I elbow him for it, and he grunts as I exit the shower. I grab my towel and shake my hair dry.

There’s a double knock on the door before Elspeth bursts in. I barely have time to cover myself with my towel.

“Knock, knock! We brought you a dress!” Elspeth says. To my dismay, she holds up a matching, fluffy, pink dress.

Dear God .

“You’re too kind.” My smile could kill kittens.

“I know,” Elspeth says.

The shower cuts. James opens the shower door and blinks when he sees our company.

Elspeth, unashamedly, gawks.

I guess I can’t blame her. My fiancé is wonderfully endowed. To be honest, I get a small surge of pride when she loses her tongue and simply stares at his handsome, naked figure.
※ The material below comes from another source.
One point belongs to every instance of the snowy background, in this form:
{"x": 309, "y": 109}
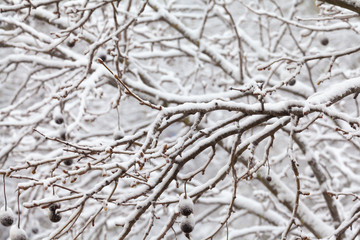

James clears his throat. He nods to the towel rack. “Would you be so kind?”

Elspeth fumbles. She goes in the direction of his nod but hands over his glasses instead of a towel.

I have to bite back a laugh as James, crestfallen, adorns his glasses. Naked, wet, but at least he can see now.

“Thank you.”

“Don’t mention it. See you dears downstairs!” Before Elsbeth leaves, she mouths to me, Oh my God .

I quirk a grin. I shrug. I’ve won the fiancé lottery.

James crosses the bathroom and finally grabs his towel.

“Blink twice if you’re in danger,” I tell him.

“I’m in danger.”

I wind my arms around his shoulders. His body is shower-warm and pink against mine .

“If I can survive a pink dress, you can survive being my arm candy.”

“So stay quiet and look pretty?”

“Yes.”

“And if they eat me alive?”

“The Promise Sisters might be the Belleflower matriarchs…but lucky you, you’re engaged to me. And no one touches what’s mine.”

I touch my nose against his and rest my hand on his hip. He stirs underneath his towel, the hard swell of him nuzzling my belly.

I’d love nothing more than to let him take me right now. To remind myself that he’s mine, and I’m his, and we can get through this shitshow as long as we’re together. But?—

“They’re waiting. Come on.” I lift my arms. “The quicker we’re in, the quicker we’re out. Help me into this monstrosity.”